Now, the middle-class is turning on itself, fighting over the last few slices of the cake that the super-rich haven’t devoured – yet.
It’s time we had a new deal for Connecticut.
Our union, Council 4, launched our Campaign for the Middle Class to restore our fundamental values about an honest day’s pay for an honest day’s work, to return the focus to investing in people – not just in corporations – and to make economic security possible once again.
As the Governor and policy makers begin to debate how we reinvent Connecticut, here are a few simple ideas:
· Stop slashing vital public structures. The first task of any job creation strategy must be to stop cutting jobs. That means making sure our cities and towns have the resources to fund the important services they provide. New Britain, for example, is set to lose $250 million in federal aid that supported special education programs. Without additional resources from the state legislature its likely these programs will collapse.
· Better subsidized workforce training. A recent report showed that despite well-designed continuing education courses at community colleges – courses that are supposed to prepare workers for the green jobs of the future – students are not signing up. Why? Because they can’t afford it. People no longer have the discretionary income to take courses that will prepare them for the jobs of the future.
· Raise labor standards and improve enforcement. Connecticut’s consumers need more money in their pockets to spend on products and services in their local communities. One problem: Connecticut’s workers are not sharing in the wealth that is being created. We need legislation that will ensure the creation of good-paying, family-supporting jobs.

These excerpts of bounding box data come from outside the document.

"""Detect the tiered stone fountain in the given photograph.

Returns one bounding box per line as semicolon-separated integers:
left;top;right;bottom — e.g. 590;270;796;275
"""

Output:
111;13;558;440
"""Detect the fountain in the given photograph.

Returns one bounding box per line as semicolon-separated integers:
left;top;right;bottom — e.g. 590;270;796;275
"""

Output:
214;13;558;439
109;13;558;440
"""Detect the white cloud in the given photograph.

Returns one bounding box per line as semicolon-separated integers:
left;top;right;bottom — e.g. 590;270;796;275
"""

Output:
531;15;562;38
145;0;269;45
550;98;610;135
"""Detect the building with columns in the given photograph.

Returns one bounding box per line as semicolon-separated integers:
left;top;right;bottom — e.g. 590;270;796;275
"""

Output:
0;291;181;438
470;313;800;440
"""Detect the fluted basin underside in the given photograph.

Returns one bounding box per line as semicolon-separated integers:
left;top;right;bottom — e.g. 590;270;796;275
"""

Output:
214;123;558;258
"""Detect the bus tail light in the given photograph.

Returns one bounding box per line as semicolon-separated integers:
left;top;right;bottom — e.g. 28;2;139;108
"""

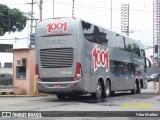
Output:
73;62;82;80
35;64;42;81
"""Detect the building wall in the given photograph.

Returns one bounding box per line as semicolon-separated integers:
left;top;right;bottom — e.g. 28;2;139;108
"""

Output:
0;52;13;67
13;49;35;95
0;68;13;75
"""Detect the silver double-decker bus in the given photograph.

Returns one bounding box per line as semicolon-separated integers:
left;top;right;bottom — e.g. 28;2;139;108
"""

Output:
36;18;148;99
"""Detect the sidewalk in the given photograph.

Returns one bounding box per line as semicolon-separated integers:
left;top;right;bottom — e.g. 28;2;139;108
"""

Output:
0;85;13;95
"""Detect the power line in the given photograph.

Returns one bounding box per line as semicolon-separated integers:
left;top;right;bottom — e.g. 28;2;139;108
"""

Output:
0;37;29;40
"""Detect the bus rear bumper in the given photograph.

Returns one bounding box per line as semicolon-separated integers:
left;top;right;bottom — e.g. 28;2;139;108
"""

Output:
37;79;84;94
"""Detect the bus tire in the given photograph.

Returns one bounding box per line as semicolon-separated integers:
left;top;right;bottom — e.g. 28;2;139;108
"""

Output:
57;94;66;100
92;81;102;100
102;80;111;98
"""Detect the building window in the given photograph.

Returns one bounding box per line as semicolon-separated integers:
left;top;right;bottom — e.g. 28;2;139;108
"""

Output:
4;63;12;68
0;44;13;53
16;66;26;79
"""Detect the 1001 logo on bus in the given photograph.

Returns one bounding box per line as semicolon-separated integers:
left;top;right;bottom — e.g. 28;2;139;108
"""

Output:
92;45;109;72
47;22;67;33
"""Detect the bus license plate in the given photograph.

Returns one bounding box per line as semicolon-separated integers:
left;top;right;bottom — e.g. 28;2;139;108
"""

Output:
53;85;61;88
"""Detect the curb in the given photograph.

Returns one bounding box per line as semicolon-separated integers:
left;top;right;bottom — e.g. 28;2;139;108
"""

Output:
0;92;13;95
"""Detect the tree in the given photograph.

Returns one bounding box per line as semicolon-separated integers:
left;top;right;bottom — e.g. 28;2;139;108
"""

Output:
0;4;27;36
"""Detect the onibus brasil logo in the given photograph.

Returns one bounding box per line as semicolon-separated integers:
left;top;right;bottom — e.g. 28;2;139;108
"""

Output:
92;45;109;72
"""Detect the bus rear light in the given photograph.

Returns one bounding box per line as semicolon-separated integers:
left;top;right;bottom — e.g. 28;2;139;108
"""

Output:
35;64;42;81
73;62;82;80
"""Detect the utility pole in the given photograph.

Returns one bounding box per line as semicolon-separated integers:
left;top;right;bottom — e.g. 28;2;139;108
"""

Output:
53;0;54;18
39;0;43;21
110;0;112;29
72;0;74;17
30;0;33;33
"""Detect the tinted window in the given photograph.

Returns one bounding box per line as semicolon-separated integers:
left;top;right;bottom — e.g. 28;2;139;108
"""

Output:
82;21;108;44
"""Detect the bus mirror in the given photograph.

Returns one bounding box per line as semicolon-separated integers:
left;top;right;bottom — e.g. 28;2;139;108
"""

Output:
145;57;151;68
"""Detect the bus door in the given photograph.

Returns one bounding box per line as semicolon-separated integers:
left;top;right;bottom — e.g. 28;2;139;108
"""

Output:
84;57;92;92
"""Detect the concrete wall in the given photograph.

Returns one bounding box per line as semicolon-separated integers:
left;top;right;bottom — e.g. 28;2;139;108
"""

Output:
0;68;13;75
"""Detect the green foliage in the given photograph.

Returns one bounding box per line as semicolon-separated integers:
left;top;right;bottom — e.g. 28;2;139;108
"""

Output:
0;4;27;36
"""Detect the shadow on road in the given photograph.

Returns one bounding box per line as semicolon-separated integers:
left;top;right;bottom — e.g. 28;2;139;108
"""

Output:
43;92;157;103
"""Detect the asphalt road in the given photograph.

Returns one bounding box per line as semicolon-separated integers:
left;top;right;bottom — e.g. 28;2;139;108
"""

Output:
0;82;160;120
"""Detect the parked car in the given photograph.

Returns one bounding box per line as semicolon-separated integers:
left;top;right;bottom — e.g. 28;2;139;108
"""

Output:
147;73;160;82
0;73;13;85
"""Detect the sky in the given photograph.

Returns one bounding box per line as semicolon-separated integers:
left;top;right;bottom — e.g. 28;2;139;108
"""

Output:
0;0;153;57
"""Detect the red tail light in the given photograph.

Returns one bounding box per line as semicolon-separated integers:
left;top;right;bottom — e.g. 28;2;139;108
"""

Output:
73;62;82;80
35;64;42;81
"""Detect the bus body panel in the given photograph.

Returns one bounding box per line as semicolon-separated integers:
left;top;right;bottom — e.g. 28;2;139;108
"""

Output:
36;18;147;94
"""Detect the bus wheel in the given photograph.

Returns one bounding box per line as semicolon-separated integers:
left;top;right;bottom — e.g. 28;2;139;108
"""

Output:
92;81;102;100
131;83;137;94
57;94;66;100
103;80;110;98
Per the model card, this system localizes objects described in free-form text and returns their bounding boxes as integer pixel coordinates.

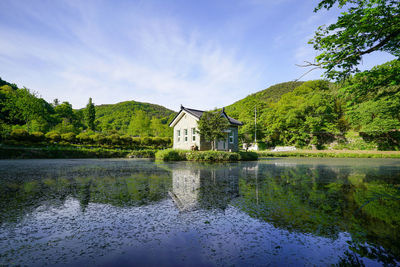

· Fix Connecticut’s aging infrastructure. We are not suffering from a lack of work or an inadequate supply of workers. We need to put our carpenters, laborers, and other tradesman to work repairing our roads, bridges and rebuilding schools. Cutting corporate taxes or doling out taxpayer subsidies to corporation is not a jobs plan. Putting people to work upgrading our infrastructure is a jobs plan.
This is a critical moment for the governor and the legislature. We believe they truly care about rebuilding the shattered middle class. But to succeed, they must abandon the foolish budget slashing that never worked in favor of smart spending to jump start the economy. That’s what got us out of the Great Depression and every single slowdown since then.
We can restore the American Dream, but only if we begin investing in and focusing on the worker, not just the corporation.
Sal Luciano is Executive Director of Council 4, a union representing 35,000 workers.